K-fee bean belt

Capsule for capsule, K-fee offers you a fascinating taste experience. We use only carefully selected raw beans from the world's best coffee growing regions for our coffee specialities. However, where exactly are those regions and how is coffee actually farmed? To answer these questions, we would like to take you on a journey along the "Bean Belt". Your next coffee from your K-fee capsule machine is bound to taste even better on your return!

THE BEAN BELT

If you've never heard of the "Bean Belt" before, it's a term used to describe the very special regions that lie 30 degrees north and south along the equator. They offer precisely the perfect conditions for growing coffee. Besides well-known coffee producing nations such as Brazil, Ethiopia or Vietnam, the Bean Belt also includes exotic countries such as Jamaica, Madagascar or Papua New Guinea. World-wide, around 70 countries lie in the Bean Belt, where the two economically relevant varieties Arabica and Robusta are farmed.

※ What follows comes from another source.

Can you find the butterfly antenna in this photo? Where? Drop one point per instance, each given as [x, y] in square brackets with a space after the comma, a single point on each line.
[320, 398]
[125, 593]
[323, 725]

However, besides the right geographic location, coffee plants also need a moderate climate without temperature extremes and plenty of rainfall, and the right soil conditions to flourish.

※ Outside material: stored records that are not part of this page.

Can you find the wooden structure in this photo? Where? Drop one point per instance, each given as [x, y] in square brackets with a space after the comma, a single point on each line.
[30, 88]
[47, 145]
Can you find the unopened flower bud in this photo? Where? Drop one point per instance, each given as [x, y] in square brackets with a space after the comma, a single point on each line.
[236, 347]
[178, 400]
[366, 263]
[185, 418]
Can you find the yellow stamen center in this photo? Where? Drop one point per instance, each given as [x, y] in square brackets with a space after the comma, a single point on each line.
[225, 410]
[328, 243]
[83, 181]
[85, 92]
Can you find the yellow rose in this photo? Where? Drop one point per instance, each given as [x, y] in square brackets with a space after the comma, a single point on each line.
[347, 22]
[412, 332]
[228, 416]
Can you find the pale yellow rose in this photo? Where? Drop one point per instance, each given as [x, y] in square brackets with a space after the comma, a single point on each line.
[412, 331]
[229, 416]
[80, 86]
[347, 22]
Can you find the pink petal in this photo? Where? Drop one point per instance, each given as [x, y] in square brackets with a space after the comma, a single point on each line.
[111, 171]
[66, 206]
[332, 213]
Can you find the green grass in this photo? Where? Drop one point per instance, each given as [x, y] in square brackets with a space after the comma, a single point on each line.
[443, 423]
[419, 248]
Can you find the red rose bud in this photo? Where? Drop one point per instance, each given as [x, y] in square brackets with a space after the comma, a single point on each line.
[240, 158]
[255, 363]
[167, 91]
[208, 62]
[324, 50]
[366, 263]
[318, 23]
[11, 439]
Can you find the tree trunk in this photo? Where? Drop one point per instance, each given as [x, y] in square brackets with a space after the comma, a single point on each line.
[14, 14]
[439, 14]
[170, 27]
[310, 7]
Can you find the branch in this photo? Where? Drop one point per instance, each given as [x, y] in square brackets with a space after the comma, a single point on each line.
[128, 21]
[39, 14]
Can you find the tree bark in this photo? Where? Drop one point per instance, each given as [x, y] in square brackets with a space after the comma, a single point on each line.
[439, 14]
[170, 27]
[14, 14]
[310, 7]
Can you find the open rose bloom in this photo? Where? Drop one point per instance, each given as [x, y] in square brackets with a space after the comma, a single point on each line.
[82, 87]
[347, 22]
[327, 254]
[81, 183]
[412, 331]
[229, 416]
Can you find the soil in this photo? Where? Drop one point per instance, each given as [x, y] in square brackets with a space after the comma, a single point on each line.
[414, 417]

A LOT OF WORK UNTIL THE HARVEST

K-fee Coffee Plant

On average, four years pass before a coffee plant bears its red fruit with the pits that we refer to as coffee beans for the first time and therefore before the first harvest – a very long time during which the coffee farmer has to invest a lot of his time into ensuring that the coffee plant grows perfectly.

Growing and farming coffee plants calls for a lot of manual work, patience and meticulousness. At the beginning, the seeds are grown in special beds. After a few weeks, the seedlings are then transplanted into specially prepared single containers. After they have been carefully tended for around eight months, they can then be planted in the ground on a plantation.

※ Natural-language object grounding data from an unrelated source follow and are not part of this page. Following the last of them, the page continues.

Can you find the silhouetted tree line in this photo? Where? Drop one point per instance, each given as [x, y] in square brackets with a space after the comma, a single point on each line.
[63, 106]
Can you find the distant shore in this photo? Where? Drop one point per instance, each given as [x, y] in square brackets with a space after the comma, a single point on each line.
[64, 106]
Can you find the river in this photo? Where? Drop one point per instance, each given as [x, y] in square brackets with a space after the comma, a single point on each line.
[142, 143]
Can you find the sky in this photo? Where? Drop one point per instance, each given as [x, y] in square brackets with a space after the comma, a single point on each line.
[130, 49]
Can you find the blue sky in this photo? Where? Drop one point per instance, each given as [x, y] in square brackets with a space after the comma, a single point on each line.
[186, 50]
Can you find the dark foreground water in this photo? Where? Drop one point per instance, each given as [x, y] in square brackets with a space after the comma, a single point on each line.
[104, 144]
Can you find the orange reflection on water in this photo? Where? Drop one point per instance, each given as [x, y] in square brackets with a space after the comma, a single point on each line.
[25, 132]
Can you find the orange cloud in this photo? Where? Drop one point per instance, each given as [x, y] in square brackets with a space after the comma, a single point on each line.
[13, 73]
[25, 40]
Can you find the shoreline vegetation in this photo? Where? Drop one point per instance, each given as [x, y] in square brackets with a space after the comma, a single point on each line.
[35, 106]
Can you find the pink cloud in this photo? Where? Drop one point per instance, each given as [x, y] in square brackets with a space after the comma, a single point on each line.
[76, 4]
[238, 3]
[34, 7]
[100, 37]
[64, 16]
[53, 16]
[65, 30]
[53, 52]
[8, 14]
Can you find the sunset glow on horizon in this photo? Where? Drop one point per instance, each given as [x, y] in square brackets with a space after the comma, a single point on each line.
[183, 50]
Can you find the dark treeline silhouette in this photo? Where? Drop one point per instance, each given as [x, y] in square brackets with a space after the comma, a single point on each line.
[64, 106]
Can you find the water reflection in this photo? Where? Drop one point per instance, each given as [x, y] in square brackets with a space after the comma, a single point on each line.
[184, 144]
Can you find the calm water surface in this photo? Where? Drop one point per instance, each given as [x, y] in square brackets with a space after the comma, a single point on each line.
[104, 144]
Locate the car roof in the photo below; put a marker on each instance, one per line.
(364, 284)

Over time, the coffee plant grows rapidly. Particular varieties would even grow to around 8–10 metres high if left unpruned. However, the plants are constantly pruned to keep their size down to 1.5 to 2 metres, which on the one hand has a positive effect on the yield and on the other also makes the harvest easier for the pickers. After around four years, the time has come at last: the coffee plant finally bears its juicy, red cherries, and they can be harvested, along with their pits, the coffee beans, for the first time.

MORE THAN 1000 DIFFERENT AROMAS

Similar to wine, the way coffee tastes can also differ widely, depending on where and how it was grown. Studies prove that coffee beans even contain more than 1000 different aromas – from fruity, flowery nuances to nutty-chocolaty touches. These high quality, complex raw coffee beans offer our roasters at K-fee the perfect basis for bringing the right coffee for each taste into the capsule.